Overview

This excersie shows how to estimate genomic heritability from Bayesian merker-based regression. Recall that genomic heritability is given by \(h^2_g = \frac{\sigma^2_g}{\sigma^2_g + \sigma^2_e}\), where \(\sigma^2_g\) is the estimate of genomic variance and \(\sigma^2_e\) is the estimate of residual variance.

Data

We will use the mice data available in the BGLR R package.

library(BGLR)
data(mice)
y <- mice.pheno$Obesity.BMI
W <- mice.X
dim(W)

Quality control

We will perform quality control by removing markers with MAF < 0.1.

freq <- colSums(W) / (2*nrow(W))
maf <- ifelse(freq > 0.5, 1-freq, freq)
maf.index <- which(maf < 0.1)
length(maf.index)
W <- W[, -maf.index]
freq <- freq[-maf.index]
dim(W) # 1814 9340

Standarization of marker matrix

We will create type marker matrices. Wc: a centered marker matrix. Wcs: a centered and scaled marker matrix.

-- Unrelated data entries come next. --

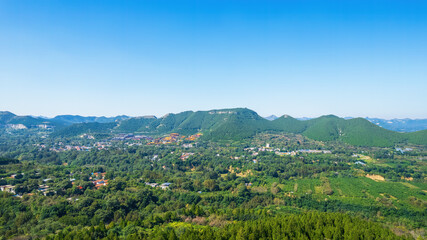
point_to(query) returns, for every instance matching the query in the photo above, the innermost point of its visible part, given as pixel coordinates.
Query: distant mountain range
(226, 124)
(398, 125)
(8, 118)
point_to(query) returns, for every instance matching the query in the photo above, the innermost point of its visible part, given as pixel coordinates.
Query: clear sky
(302, 58)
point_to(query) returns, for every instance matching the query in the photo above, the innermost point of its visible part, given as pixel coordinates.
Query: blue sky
(302, 58)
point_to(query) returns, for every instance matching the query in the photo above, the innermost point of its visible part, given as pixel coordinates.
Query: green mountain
(419, 137)
(238, 123)
(27, 121)
(71, 119)
(81, 128)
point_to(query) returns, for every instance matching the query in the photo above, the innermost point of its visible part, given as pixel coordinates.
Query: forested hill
(239, 123)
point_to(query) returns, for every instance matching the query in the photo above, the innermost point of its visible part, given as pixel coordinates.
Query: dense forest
(271, 185)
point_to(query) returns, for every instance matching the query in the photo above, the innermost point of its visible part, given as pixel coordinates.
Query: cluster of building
(186, 155)
(130, 136)
(194, 137)
(278, 151)
(171, 138)
(98, 179)
(163, 186)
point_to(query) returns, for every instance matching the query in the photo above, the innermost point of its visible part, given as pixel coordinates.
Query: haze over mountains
(226, 124)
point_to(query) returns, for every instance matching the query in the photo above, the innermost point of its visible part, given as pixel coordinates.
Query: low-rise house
(100, 183)
(8, 188)
(152, 184)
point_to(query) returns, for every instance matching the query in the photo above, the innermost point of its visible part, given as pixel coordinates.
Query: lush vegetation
(265, 181)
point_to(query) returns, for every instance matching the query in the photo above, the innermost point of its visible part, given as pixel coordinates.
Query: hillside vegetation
(234, 124)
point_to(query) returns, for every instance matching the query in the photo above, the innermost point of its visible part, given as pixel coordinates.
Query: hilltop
(227, 124)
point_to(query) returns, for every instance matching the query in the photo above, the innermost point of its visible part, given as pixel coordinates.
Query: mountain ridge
(239, 123)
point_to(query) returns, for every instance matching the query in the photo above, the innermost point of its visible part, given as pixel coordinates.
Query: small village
(126, 139)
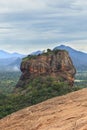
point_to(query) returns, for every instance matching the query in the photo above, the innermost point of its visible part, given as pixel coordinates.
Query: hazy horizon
(30, 25)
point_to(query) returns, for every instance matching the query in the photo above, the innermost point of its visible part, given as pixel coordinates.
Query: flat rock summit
(67, 112)
(56, 64)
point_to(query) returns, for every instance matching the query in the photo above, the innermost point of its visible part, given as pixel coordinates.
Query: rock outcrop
(67, 112)
(56, 64)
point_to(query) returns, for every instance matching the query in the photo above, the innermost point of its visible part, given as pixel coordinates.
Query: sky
(30, 25)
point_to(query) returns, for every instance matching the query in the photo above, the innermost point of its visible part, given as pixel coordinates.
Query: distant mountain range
(12, 61)
(79, 58)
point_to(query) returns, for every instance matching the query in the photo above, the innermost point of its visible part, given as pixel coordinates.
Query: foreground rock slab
(67, 112)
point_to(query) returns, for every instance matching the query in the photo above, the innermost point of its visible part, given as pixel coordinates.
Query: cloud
(31, 22)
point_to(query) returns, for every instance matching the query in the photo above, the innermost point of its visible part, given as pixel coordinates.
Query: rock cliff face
(56, 64)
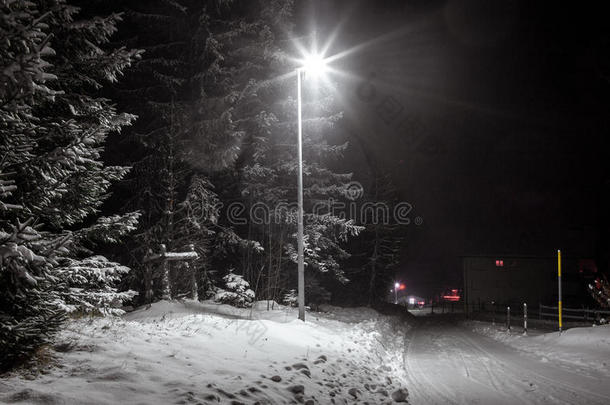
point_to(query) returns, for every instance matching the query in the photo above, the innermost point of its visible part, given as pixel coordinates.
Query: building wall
(521, 279)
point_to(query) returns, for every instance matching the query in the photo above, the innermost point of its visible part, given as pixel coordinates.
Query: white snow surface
(452, 362)
(206, 353)
(585, 350)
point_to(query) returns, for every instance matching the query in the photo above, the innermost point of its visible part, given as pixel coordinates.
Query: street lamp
(396, 287)
(315, 65)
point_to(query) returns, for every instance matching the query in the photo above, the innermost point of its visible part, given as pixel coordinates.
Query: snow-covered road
(449, 363)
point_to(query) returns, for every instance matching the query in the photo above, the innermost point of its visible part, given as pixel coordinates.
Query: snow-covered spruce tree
(186, 136)
(268, 164)
(600, 291)
(236, 291)
(378, 246)
(52, 132)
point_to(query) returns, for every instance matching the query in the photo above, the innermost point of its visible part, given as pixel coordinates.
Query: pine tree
(268, 165)
(186, 136)
(383, 236)
(52, 132)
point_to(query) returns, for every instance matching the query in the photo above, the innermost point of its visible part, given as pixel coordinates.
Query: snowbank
(191, 352)
(586, 349)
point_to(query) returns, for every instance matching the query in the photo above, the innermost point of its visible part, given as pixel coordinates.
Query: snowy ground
(189, 352)
(451, 362)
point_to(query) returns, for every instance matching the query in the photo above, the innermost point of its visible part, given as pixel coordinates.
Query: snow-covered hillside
(585, 350)
(191, 352)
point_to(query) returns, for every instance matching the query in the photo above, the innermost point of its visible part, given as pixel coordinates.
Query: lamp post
(396, 286)
(313, 64)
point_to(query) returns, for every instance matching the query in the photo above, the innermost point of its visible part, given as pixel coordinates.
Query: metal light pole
(396, 285)
(301, 265)
(314, 64)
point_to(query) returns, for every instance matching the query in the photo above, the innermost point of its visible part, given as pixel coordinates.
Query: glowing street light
(396, 287)
(315, 65)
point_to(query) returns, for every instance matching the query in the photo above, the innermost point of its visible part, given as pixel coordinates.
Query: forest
(148, 152)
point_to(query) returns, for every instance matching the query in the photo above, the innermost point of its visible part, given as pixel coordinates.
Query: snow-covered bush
(89, 286)
(237, 292)
(291, 298)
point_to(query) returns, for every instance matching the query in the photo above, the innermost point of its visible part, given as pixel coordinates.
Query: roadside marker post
(559, 288)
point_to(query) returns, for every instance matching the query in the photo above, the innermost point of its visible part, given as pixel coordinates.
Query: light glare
(314, 64)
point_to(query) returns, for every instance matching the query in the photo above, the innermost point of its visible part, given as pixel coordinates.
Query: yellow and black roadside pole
(559, 287)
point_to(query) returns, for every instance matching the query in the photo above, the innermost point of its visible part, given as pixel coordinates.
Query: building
(517, 279)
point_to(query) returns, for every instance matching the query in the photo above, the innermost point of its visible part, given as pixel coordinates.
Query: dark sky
(491, 117)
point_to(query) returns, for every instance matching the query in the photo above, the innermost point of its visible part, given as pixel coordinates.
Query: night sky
(491, 118)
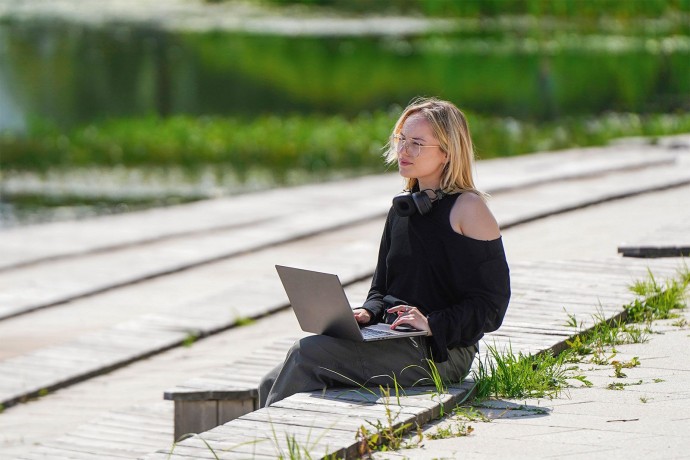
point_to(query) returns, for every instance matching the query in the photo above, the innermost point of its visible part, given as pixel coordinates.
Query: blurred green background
(110, 117)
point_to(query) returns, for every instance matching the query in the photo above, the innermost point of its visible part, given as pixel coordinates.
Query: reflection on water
(68, 75)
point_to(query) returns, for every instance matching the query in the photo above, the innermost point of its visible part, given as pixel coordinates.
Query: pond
(68, 75)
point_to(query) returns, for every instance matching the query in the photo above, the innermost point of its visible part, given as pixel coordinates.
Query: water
(72, 74)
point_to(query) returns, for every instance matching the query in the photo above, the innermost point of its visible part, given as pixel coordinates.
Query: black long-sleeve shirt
(461, 284)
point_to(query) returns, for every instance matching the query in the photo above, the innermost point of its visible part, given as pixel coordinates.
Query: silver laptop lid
(319, 302)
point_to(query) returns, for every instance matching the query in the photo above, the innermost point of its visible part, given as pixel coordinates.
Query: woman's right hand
(361, 315)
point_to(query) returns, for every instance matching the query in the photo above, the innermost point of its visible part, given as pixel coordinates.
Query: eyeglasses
(412, 147)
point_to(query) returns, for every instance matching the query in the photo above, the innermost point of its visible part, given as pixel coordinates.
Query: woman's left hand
(411, 316)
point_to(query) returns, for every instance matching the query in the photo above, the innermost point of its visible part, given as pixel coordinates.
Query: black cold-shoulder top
(461, 284)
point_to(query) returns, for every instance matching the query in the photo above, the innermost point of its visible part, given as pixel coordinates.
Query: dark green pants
(318, 361)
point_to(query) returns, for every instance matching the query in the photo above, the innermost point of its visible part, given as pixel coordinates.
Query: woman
(441, 268)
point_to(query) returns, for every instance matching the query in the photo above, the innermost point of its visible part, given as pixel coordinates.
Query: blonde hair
(453, 134)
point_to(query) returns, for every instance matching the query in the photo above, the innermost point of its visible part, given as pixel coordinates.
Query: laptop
(321, 306)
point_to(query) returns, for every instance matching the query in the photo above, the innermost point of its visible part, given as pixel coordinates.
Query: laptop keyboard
(373, 333)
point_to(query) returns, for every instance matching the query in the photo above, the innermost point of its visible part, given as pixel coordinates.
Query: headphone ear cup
(404, 204)
(422, 202)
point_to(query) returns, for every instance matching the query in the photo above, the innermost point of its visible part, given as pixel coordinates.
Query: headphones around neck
(408, 203)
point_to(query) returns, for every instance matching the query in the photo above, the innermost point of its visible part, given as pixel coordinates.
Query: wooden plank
(194, 417)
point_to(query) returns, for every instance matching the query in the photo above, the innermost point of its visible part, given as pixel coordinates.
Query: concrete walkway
(591, 232)
(647, 417)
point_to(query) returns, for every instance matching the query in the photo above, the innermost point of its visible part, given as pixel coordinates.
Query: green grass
(510, 375)
(281, 145)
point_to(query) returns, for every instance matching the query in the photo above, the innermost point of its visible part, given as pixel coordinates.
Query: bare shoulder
(471, 217)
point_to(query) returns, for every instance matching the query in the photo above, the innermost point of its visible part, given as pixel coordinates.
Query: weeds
(518, 376)
(387, 435)
(657, 301)
(621, 386)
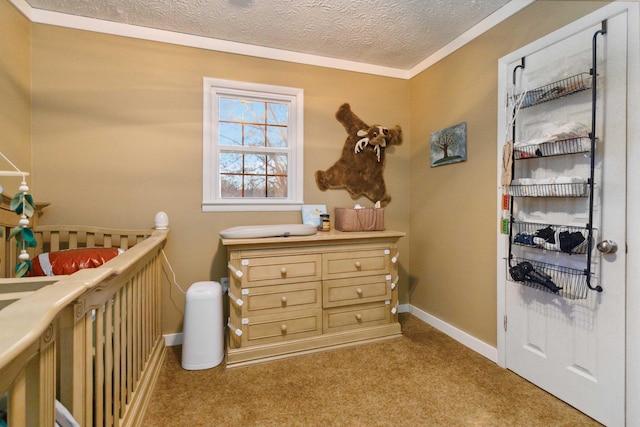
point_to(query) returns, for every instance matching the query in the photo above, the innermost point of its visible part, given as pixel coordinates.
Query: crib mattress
(273, 230)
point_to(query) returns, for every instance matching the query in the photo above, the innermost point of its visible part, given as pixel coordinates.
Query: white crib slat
(99, 372)
(131, 349)
(117, 357)
(87, 398)
(47, 378)
(108, 364)
(16, 405)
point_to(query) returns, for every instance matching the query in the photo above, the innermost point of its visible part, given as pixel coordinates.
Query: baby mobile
(23, 205)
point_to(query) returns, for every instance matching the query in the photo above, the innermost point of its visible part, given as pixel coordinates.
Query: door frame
(632, 368)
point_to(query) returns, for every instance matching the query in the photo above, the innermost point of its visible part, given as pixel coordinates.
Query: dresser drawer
(280, 269)
(276, 328)
(358, 290)
(282, 298)
(356, 316)
(355, 263)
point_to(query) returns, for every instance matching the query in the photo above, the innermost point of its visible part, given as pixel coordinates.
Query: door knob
(607, 247)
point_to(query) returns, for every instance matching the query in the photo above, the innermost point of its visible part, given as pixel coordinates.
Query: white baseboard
(462, 337)
(173, 339)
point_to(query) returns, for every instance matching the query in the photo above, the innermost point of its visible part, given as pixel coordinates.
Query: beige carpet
(424, 378)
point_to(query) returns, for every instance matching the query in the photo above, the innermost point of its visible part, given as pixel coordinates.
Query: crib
(89, 342)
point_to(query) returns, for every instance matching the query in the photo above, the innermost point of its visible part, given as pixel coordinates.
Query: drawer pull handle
(235, 330)
(235, 271)
(237, 301)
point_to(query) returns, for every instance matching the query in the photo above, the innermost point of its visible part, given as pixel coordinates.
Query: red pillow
(70, 261)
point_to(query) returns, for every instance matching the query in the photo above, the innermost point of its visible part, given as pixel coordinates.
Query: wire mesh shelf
(559, 238)
(569, 283)
(574, 189)
(552, 148)
(559, 89)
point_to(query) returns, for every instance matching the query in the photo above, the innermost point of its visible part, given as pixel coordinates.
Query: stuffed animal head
(378, 137)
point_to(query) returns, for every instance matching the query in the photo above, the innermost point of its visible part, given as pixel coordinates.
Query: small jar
(325, 222)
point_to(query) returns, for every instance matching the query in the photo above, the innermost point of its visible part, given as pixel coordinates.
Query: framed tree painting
(449, 145)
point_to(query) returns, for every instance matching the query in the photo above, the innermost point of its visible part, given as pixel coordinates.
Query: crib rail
(92, 340)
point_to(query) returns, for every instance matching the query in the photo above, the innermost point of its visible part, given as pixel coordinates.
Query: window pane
(254, 136)
(231, 110)
(231, 185)
(255, 164)
(230, 134)
(276, 136)
(255, 186)
(255, 112)
(231, 163)
(277, 186)
(277, 164)
(277, 114)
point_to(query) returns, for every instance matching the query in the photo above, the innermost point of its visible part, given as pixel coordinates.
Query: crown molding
(41, 16)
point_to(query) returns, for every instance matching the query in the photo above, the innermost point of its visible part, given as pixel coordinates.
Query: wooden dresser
(302, 294)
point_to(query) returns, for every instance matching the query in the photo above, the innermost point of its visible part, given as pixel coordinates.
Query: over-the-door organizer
(553, 258)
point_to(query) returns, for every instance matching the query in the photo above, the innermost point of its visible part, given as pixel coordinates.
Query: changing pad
(275, 230)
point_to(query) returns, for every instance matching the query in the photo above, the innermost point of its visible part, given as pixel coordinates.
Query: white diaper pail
(203, 331)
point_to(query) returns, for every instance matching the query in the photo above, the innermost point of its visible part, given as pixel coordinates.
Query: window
(252, 147)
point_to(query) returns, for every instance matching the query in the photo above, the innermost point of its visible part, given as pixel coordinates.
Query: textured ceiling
(391, 33)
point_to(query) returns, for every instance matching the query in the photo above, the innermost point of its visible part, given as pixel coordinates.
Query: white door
(574, 348)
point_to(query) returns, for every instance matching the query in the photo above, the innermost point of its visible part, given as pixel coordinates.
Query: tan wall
(117, 136)
(15, 93)
(454, 207)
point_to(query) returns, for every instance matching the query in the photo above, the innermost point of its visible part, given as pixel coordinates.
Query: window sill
(253, 207)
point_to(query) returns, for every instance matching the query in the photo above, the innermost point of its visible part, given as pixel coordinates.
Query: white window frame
(213, 89)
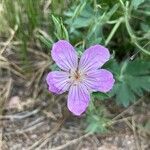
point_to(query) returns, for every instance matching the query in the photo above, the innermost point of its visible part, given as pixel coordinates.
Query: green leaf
(135, 3)
(132, 80)
(61, 31)
(124, 95)
(100, 96)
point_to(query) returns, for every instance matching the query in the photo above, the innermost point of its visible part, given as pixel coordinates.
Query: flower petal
(64, 55)
(94, 57)
(58, 81)
(78, 99)
(99, 80)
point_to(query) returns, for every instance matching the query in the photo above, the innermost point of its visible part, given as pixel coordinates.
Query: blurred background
(31, 118)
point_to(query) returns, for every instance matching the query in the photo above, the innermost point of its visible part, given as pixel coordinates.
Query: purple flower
(79, 77)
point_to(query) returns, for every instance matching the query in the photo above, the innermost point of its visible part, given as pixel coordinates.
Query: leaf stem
(120, 20)
(130, 32)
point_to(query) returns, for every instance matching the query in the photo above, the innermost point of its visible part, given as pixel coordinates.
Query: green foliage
(132, 79)
(135, 3)
(96, 118)
(121, 25)
(61, 31)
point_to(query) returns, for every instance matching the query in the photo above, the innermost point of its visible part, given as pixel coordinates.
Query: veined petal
(64, 55)
(94, 57)
(99, 80)
(78, 99)
(58, 82)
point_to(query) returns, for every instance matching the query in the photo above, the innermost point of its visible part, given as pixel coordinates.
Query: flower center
(77, 77)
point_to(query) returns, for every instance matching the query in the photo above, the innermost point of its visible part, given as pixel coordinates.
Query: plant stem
(120, 20)
(130, 32)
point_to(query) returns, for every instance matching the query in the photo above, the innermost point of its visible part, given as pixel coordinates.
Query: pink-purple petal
(99, 80)
(64, 54)
(78, 99)
(58, 82)
(94, 57)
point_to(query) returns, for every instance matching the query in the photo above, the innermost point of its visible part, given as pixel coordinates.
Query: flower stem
(120, 20)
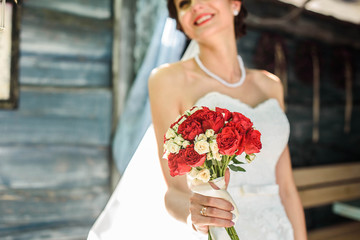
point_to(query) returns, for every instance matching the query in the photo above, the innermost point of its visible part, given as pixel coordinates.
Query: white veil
(136, 209)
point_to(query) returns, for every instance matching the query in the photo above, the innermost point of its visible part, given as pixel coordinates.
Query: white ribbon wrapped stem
(206, 189)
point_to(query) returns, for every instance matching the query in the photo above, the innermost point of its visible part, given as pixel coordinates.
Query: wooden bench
(323, 185)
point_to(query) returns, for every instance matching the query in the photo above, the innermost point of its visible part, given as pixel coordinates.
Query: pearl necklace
(219, 79)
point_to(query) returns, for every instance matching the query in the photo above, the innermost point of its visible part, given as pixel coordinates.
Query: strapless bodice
(270, 120)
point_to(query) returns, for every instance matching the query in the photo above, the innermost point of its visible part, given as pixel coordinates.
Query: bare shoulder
(269, 84)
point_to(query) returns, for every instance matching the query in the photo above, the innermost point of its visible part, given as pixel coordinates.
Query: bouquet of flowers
(204, 143)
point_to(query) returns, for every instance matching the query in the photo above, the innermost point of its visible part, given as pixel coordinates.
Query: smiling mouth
(202, 19)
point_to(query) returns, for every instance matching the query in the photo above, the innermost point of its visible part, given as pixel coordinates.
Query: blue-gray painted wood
(69, 231)
(52, 71)
(53, 167)
(61, 116)
(99, 9)
(24, 208)
(64, 36)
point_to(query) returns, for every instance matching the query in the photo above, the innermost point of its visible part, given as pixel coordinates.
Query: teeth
(202, 19)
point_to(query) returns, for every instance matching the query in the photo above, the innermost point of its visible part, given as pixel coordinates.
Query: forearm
(177, 204)
(295, 213)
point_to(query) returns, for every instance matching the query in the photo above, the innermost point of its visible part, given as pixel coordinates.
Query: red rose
(229, 141)
(226, 113)
(177, 164)
(192, 158)
(190, 128)
(180, 118)
(243, 121)
(212, 120)
(252, 142)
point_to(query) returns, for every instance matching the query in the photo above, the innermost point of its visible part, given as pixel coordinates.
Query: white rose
(202, 147)
(217, 156)
(195, 109)
(181, 121)
(170, 133)
(172, 147)
(178, 140)
(196, 182)
(209, 133)
(185, 143)
(214, 147)
(193, 173)
(250, 158)
(166, 155)
(204, 175)
(201, 137)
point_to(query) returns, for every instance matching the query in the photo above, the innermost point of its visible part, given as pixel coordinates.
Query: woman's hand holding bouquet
(204, 143)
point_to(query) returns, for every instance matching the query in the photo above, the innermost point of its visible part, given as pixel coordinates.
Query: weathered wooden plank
(53, 166)
(22, 208)
(52, 71)
(81, 116)
(89, 8)
(347, 231)
(309, 176)
(326, 195)
(64, 35)
(69, 231)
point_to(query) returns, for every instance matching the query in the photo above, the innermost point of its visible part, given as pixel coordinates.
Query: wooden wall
(334, 144)
(55, 148)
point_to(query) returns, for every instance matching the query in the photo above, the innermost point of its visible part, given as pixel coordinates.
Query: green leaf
(237, 161)
(236, 168)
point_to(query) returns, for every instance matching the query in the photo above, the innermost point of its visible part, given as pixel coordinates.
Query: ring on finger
(203, 211)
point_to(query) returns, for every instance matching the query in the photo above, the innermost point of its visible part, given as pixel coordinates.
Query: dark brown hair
(239, 20)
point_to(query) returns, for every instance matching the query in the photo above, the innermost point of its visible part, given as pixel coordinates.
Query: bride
(143, 206)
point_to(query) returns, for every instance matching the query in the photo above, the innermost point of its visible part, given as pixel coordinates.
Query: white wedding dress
(136, 208)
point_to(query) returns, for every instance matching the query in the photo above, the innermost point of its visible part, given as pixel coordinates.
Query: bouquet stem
(231, 231)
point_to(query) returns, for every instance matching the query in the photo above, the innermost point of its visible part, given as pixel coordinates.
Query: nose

Wc <- scale(W, center = TRUE, scale = FALSE)

Wcs <- scale(W, center = TRUE, scale = TRUE)

Genomic relationship matrix

We will create two types of VanRaden’s genomic relationship matrices: G1: VanRaden’s first genomic relationship matrix. G2: VanRaden’s second genomic relationship matrix.

G1 <- tcrossprod(Wc) / sum(2*freq*(1-freq))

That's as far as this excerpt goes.